CRFsuite - CRF Benchmark test

Introduction

This page describes benchmark results of different implementations and algorithms of CRFs.

Implementations for the benchmark

This is the list of CRF implementations used for the experiments.

Experimental settings

The experiments use the training and test sets of CoNLL 2000 chunking shared task. We employ the common feature set for different CRF implementations; state (unigram) and transition (bigram) features are generated from the training and test sets by applying the feature template bundled in CRF++. For CRFsuite, FlexCRF, and MALLET, the state observations (attributes) are generated by script programs (see the tutorial for more information). The training data contains 8936 sentences (sequences), 338,574 attributes, and 22 labels. The test data contains 2012 sentences.

All of the experiments were run on CentOS (with gcc 3.4.6), Dual core Xeon 3.0GHz x 2 processors, 64GB main memory.

Training speed

In general, it is difficult to compare different implementations in terms of training speed since the implementations may produce different numbers of features, use different algorithms for updating feature weights, and finish training processes in different criteria (e.g., convergence criterion of L-BFGS/SGD). In addition, we need to check whether CRF models obtained from different implementations perform the similar accuracy on the test data. For this reason, this benchmark reports various aspects of the implementations.
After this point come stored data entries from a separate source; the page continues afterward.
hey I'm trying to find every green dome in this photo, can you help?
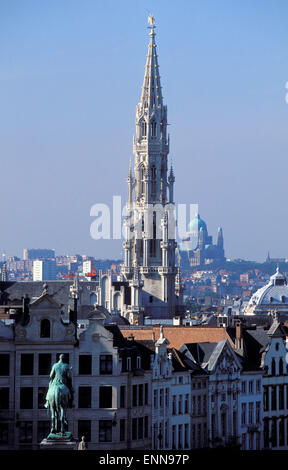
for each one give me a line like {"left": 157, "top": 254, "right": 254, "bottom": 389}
{"left": 188, "top": 214, "right": 207, "bottom": 233}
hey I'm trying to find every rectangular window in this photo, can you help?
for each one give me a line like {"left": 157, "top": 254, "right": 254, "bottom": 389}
{"left": 256, "top": 432, "right": 260, "bottom": 450}
{"left": 271, "top": 385, "right": 277, "bottom": 410}
{"left": 138, "top": 384, "right": 143, "bottom": 406}
{"left": 78, "top": 386, "right": 92, "bottom": 408}
{"left": 153, "top": 422, "right": 157, "bottom": 449}
{"left": 0, "top": 354, "right": 10, "bottom": 376}
{"left": 79, "top": 355, "right": 92, "bottom": 375}
{"left": 172, "top": 395, "right": 176, "bottom": 415}
{"left": 256, "top": 401, "right": 260, "bottom": 423}
{"left": 221, "top": 412, "right": 227, "bottom": 437}
{"left": 242, "top": 433, "right": 246, "bottom": 450}
{"left": 263, "top": 386, "right": 269, "bottom": 411}
{"left": 20, "top": 354, "right": 34, "bottom": 375}
{"left": 144, "top": 383, "right": 148, "bottom": 405}
{"left": 203, "top": 422, "right": 207, "bottom": 447}
{"left": 100, "top": 354, "right": 113, "bottom": 375}
{"left": 249, "top": 433, "right": 253, "bottom": 450}
{"left": 241, "top": 403, "right": 246, "bottom": 425}
{"left": 38, "top": 354, "right": 51, "bottom": 375}
{"left": 178, "top": 395, "right": 182, "bottom": 414}
{"left": 0, "top": 388, "right": 9, "bottom": 409}
{"left": 132, "top": 385, "right": 138, "bottom": 407}
{"left": 279, "top": 418, "right": 285, "bottom": 446}
{"left": 197, "top": 423, "right": 201, "bottom": 448}
{"left": 279, "top": 385, "right": 284, "bottom": 410}
{"left": 241, "top": 381, "right": 246, "bottom": 394}
{"left": 172, "top": 425, "right": 176, "bottom": 450}
{"left": 78, "top": 420, "right": 91, "bottom": 442}
{"left": 197, "top": 395, "right": 201, "bottom": 415}
{"left": 132, "top": 418, "right": 137, "bottom": 440}
{"left": 126, "top": 357, "right": 131, "bottom": 371}
{"left": 19, "top": 422, "right": 33, "bottom": 443}
{"left": 154, "top": 389, "right": 158, "bottom": 409}
{"left": 99, "top": 420, "right": 112, "bottom": 443}
{"left": 165, "top": 388, "right": 169, "bottom": 408}
{"left": 184, "top": 423, "right": 189, "bottom": 448}
{"left": 37, "top": 421, "right": 50, "bottom": 443}
{"left": 38, "top": 387, "right": 47, "bottom": 409}
{"left": 211, "top": 414, "right": 216, "bottom": 440}
{"left": 191, "top": 395, "right": 196, "bottom": 415}
{"left": 120, "top": 385, "right": 126, "bottom": 408}
{"left": 99, "top": 386, "right": 112, "bottom": 408}
{"left": 0, "top": 423, "right": 8, "bottom": 444}
{"left": 120, "top": 419, "right": 126, "bottom": 442}
{"left": 165, "top": 421, "right": 169, "bottom": 448}
{"left": 203, "top": 394, "right": 207, "bottom": 415}
{"left": 249, "top": 402, "right": 253, "bottom": 424}
{"left": 144, "top": 416, "right": 148, "bottom": 438}
{"left": 20, "top": 387, "right": 33, "bottom": 409}
{"left": 271, "top": 418, "right": 277, "bottom": 447}
{"left": 264, "top": 420, "right": 269, "bottom": 448}
{"left": 184, "top": 394, "right": 189, "bottom": 413}
{"left": 138, "top": 417, "right": 144, "bottom": 440}
{"left": 256, "top": 379, "right": 261, "bottom": 393}
{"left": 249, "top": 381, "right": 253, "bottom": 394}
{"left": 191, "top": 423, "right": 196, "bottom": 448}
{"left": 159, "top": 389, "right": 164, "bottom": 408}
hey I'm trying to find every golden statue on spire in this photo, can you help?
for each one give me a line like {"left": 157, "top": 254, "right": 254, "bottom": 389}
{"left": 148, "top": 14, "right": 155, "bottom": 27}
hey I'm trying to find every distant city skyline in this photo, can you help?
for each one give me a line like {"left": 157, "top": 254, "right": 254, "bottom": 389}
{"left": 1, "top": 0, "right": 288, "bottom": 261}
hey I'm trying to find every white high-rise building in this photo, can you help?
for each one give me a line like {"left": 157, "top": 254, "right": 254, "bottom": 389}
{"left": 33, "top": 259, "right": 57, "bottom": 281}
Training speed (for one iteration)

Figure 1 shows seconds elapsed for one L-BFGS/SGD iteration. Although it depends on implementations what has done in one iteration (e.g., computing forward-backward scores, observation/model expectations of features, Viterbi probabilities, and updates of feature weights), these figures assess the fundamental speed of implementations in training CRFs. The training speed is also affected by the number of features (or strategy of feature generation) used in training. Therefore, Figure 1 presents two groups of implementations: CRFsuite with sparse features, MALLET, and FlexCRF that generate 450,000-600,000 features; and CRFsuite with dense features, sgd, and CRF++ that generate ca. 7,500,000 features.

Training time

Figure 1. Training time

In summary, CRFsuite is 2.2 times faster than sgd, 5.3 times faster than CRF++, 31.6 times faster than MALLET, and 56.4 times faster than FlexCRFs on training. L-BFGS and SGD implemented in CRFsuite are roughly comparable in terms of the computational costs for updating feature weights in one iteration. However, this does not mean that L-BFGS and SGD are equally fast; as we will see, SGD improves the log-likelihood of the model more drastically than L-BFGS does in one iteration. In other words, SGD approaches to the optimal weights in less iterations than L-BFGS.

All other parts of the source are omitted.